John M. Bennett

 

JOHN M.  BENNETT first caught my attention because of his book FOUND OBJECTS (1973).  Another product of creative serendipity, the discovery of this volume in the Olin stacks proved to be the precursor to many hours of chuckling.  The book is made up of poems constructed from newspaper headlines and phrases.   Bennett didn't invent the procedure;  incorporating such text has a noble Modernist lineage.   d.a. levy reproduced pasted and collaged text in the same manner as Bennett, and he was dead 4 years before this book came out.

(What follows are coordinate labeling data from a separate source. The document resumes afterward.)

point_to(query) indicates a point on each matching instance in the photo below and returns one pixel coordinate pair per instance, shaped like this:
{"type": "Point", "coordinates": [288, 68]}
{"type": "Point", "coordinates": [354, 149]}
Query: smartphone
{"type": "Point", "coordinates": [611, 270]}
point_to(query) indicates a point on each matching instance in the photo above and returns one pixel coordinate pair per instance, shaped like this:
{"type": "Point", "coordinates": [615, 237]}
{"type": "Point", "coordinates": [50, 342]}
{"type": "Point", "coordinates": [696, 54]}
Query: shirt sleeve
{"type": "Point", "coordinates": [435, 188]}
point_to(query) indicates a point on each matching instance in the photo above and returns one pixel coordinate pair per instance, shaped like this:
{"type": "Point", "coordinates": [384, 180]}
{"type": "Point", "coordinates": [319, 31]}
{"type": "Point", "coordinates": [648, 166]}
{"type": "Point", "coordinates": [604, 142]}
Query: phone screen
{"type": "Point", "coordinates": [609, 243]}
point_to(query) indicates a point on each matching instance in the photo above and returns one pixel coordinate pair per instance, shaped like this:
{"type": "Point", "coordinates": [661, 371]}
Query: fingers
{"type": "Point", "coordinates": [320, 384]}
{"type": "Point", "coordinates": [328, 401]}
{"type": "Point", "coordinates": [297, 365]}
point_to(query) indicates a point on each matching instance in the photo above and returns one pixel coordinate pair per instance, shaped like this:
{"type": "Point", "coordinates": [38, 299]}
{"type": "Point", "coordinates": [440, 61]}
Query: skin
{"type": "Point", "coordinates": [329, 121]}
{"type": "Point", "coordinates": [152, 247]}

The point, however, isn't that this kind of collage technique was or is itself something new and avant, but that a technique repeatedly dismissed as mechanical and soulless still is capable of conveying poetic voice.  FOUND OBJECTS is funny, the themes distinct.  It reads like Bennett.  I was prompted to seek out his other work in response to my delight in this book, and found throughout his oeuvre the same compulsive inventiveness, wry humor, sexual irony, sense of  play.  He continues producing poems that have a way of dismembering gay facades, riding over lines that in the hands of a lesser poet simply wouldn't work.

Bennett is a vigorous writer.   Seek out his poetry!  He told me in an email a few years ago that FOUND OBJECTS was his only book dedicated solely to collage.  He is, however, known as a prominent  concrete and visual poet, two areas which share some of the same concerns as collage.  Bennett is committed to experimentation; the range of his experimentation may require further exploration on this page.   With subtle hints of sci-fi, humor and aggression, his poems can befuddle and thus, provoke.   After that, it's up to you.  There's no coddling with Bennett. 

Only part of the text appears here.